# 2 Power shifts



## Greg13 (Nov 25, 2018)

I have 2 power shifts that it is time to part with. both are in decent shape for repair/project or parts salvage. one is an 824 rolling chassis needs motor. The other is an 828 w/motor that does run but needs tweaking. I have a third 28" w/ a honda that I am hanging on to for now until I see how the 1738 Simplicity works. 
I am thinking $200 for the pair is a fair price since we all know what parts for them bring. I would rather sell to someone that will use them rather than just drag them over the scale. 
Located near Syracuse NY. 
Feel free to contact me at [email protected]
Thanks, Greg


----------



## Oneacer (Jan 3, 2011)

Wow ... I get running ones that I just need to clean up for free .... 

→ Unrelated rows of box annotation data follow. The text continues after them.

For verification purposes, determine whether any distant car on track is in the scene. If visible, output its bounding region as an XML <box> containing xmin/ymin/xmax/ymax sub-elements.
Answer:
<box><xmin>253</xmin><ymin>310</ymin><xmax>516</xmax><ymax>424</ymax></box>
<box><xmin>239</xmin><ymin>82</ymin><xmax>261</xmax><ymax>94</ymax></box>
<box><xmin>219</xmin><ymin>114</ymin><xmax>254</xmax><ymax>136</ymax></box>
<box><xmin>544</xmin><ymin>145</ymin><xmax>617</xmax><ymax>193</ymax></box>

Might want to post this in the For Sale thread .... Post also in Marketplace ...


----------



## cpchriste (Jan 19, 2014)

I think that's a fair offer.


----------



## UNDERTAKER (Dec 30, 2013)

*Always so far away from me.*


----------



## UNDERTAKER (Dec 30, 2013)

*If you do end up parting them out. I would pick that engine pulley hub off of you. If it has a one inch shaft diameter.*


----------



## Yanmar Ronin (Jan 31, 2015)

Moved to the For Sale section/GLWS.


----------